Jakarta - Komisioner Lembaga Perlindungan Saksi dan Korban (LPSK) mengaku ingin memperkuat hubungan dengan aparat penegak hukum dalam melaksanakan tugas mulai 2018 hingga 2023.

"Kami ingin memperkuat keberadaan LPSK di kalangan aparat penegak hukum (APH)," kata komisioner LPSK Edwin Partogi Pasaribu di kompleks Istana Kepresidenan RI, Jakarta, Senin (7/1).

Ia menegaskan bahwa LPSK titik utamanya adalah kasus pidana. Oleh karena itu, pihaknya harus punya hubungan yang baik dengan kepolisian dan kejaksaan karena mereka menjadi pintu pertama untuk korban, pelapor dalam melakukan pengaduan proses hukumnya.

Pada hari Senin (7/1), Presiden RI Joko Widodo menyaksikan pengucapan sumpah tujuh komisioner LPSK periode 2018 sampai dengan 2023, yaitu Hasto Atmojo Suroyo, Brigjen Pol. (Purnawirawan) Achmadi, Antonius Prijadi Soesilo Wibowo, Edwin Partogi Pasaribu, Livia Istiania D.F. Iskandar, Maneger Nasution, dan Susilaningtias.

Apabila makin banyak penegak hukum mengenal dan memahami tugas dan fungsi LPSK, lanjut Edsin, akan banyak korban, pelapor, saksi, atau 'justice collaboratir' (saksi pelaku yang bekerja sama dengan penegak hukum) yang direkomendasikan oleh penegak hukum kepada LPSK. Selanjutnya, LPSK juga ingin dapat memenuhi kebutuhan sandang, papan, pangan, dan pekerjaan bagi para saksi dan korban yang mendapat perlindungan lembaga tersebut.

"Di sisi lain saya juga berharap di pengadilan ada ruang yang lebih akomodatif untuk korban.

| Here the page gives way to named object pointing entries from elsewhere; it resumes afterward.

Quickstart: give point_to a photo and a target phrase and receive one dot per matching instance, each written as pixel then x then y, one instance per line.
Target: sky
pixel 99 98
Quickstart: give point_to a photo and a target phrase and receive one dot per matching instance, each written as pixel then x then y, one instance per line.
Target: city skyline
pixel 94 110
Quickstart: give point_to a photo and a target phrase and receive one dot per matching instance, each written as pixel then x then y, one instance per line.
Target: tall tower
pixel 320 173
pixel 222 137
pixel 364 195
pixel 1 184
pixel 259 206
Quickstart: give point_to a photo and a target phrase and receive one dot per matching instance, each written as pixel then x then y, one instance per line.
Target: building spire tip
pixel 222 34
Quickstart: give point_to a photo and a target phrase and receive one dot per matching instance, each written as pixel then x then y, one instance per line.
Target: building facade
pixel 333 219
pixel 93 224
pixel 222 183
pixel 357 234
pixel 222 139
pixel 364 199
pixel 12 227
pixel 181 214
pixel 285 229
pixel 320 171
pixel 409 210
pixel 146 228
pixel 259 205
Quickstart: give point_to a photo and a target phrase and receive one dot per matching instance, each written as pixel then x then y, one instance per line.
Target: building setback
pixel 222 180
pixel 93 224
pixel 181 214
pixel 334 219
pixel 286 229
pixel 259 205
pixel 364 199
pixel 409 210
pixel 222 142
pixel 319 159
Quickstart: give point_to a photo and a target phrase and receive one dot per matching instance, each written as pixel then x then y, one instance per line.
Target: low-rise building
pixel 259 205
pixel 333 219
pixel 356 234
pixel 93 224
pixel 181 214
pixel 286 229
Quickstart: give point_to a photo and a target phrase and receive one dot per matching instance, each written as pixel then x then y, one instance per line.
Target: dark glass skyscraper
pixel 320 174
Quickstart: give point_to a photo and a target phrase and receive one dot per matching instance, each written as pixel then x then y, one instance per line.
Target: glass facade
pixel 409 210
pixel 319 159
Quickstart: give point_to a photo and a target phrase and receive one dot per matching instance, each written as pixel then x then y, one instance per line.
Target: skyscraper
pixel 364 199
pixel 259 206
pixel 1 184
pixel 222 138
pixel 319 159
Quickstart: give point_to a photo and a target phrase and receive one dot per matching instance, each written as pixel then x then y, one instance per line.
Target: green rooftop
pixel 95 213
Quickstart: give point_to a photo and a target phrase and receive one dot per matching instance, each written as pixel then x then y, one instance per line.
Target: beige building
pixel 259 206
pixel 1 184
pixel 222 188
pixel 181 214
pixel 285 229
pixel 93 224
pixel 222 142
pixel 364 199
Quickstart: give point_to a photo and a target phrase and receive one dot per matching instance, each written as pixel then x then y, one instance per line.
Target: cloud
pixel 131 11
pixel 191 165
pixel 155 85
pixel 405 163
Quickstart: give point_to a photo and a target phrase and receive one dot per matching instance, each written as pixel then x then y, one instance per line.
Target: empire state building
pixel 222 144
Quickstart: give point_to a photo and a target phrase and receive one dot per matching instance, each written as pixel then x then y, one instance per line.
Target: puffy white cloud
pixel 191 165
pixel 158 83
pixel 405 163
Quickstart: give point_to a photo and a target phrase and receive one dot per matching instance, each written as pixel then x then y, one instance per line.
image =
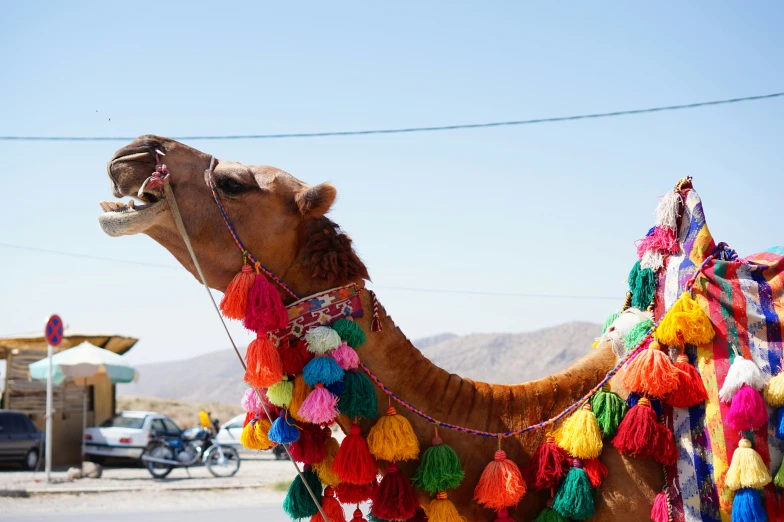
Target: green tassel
pixel 439 469
pixel 636 334
pixel 550 515
pixel 609 409
pixel 298 503
pixel 350 332
pixel 358 398
pixel 609 321
pixel 574 498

Saya sering melihat orang menunggu begitu lama dari jadwal pukul 09.00 WIB ternyata jadi pukul 14.00 WIB, tetapi tidak ada ruang khusus bagi para saksi ataupun korban untuk menunggu selama itu," ungkap Edwin yang menjabat untuk periode kedua pada 2018 sampai dengan 2023 ini.

Padahal, di ruang tunggu terbuka seperti di pengadilan juga membuka pintu intervensi atau pengaruh dari pihak-pihak yang ingin mengubah keterangan saksi. Namun, untuk memenuhi program tersebut, Edwin mengatakan bahwa kelembagaan di LPSK juga masih terbatas, misalnya saat ini sumber daya manusia (SDM) di LPSK masih didukung oleh pegawai negeri sipil (PNS) dan non-PNS dengan komposisi didominiasi oleh non-PNS.

"Sementara posisi mereka yang non-PNS belum jelas secara hukumnya. Ini masih ada mekanisme lain untuk menetapkan mereka sebagai PPPK (pegawai pemerintah dengan perjanjian kerja) ataupun PNS," ungkap Edwin.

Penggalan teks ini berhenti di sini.